The specifying of Cupid typically enchants up pictures of a cherubic infant using a bow & arrow, but that wasn’t forever the status. Long before the Romans used & renamed his—and way before his connection with Valentine’s Day—Cupid was recognized as (handsome god of love) the Greeks as Eros.
Various description of cupid
“Hesiod” is one of the original writers of “circa-700 B.C.” Hesiod mentioned, “EROS” ( Cupid) in circa he called him “THEOGONY.” As one of the old cosmogonic gods born of the earth egg. In the advanced era, the “EROS” portrayal changed as the heir of Nyx & Erebus, Aphrodite & Ares. Or Iris & Zephyrus; or even Aphrodite & Zeus, as his father and even grandfather.
A bow & a quiver stuffed with golden arrows to excite desire and the leaden arrows to light hatred. Eros hit the arrows at the hearts of gods and humans to play with their emotions/feelings.

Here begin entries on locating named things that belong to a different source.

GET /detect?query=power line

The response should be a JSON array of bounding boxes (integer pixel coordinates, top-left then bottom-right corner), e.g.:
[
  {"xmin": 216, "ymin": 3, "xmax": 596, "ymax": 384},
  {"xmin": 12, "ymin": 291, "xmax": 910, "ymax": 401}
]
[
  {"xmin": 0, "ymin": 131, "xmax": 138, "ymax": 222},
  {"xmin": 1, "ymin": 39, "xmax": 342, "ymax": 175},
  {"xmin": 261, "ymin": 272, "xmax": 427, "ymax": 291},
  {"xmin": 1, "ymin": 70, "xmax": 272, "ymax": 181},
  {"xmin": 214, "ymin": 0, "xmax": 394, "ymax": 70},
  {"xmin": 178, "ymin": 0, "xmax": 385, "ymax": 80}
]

One myth from classical Greek mythology, which was retold by authors from Rome. It is that Eros hit a golden arrow at the deity Apollo. He fell crazily in love with the nymph Daphne. But then he hit a leaden arrow at Daphne so she would disgust Apollo.
In another story, Cupid’s mother, Aphrodite(Venus), became so envious of the gorgeous human Psyche. she told her son to make Psyche fall in love with a beast.

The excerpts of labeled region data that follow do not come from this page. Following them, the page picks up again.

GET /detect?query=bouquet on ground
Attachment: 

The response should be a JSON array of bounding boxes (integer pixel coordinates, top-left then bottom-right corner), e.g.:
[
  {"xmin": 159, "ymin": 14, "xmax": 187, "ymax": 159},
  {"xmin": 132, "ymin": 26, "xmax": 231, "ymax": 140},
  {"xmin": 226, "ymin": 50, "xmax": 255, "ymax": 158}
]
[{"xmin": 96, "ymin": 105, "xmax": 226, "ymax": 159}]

Alternately, Cupid grew so captivated with Psyche that he wedded her. But with the condition that she could never try seeing his face. But, Psyche’s interest got bigger; she snatched a glance. It made Cupid flee in rage. After wandering the known creation in quest of her mate, Psyche was finally rejoined with Cupid.
The Archaic period’s poem described cupid as an immortal who was enchanting to both man & gods. But by the Hellenistic age, they portrayed him as a mischievous, playful child. Because of his connections with love, Victorians linked cupid with Valentine’s Day. Victorians tried to give the holiday a romantic turn. They began portraying a cherubic cupid. That version continued until today on the Valentine cards.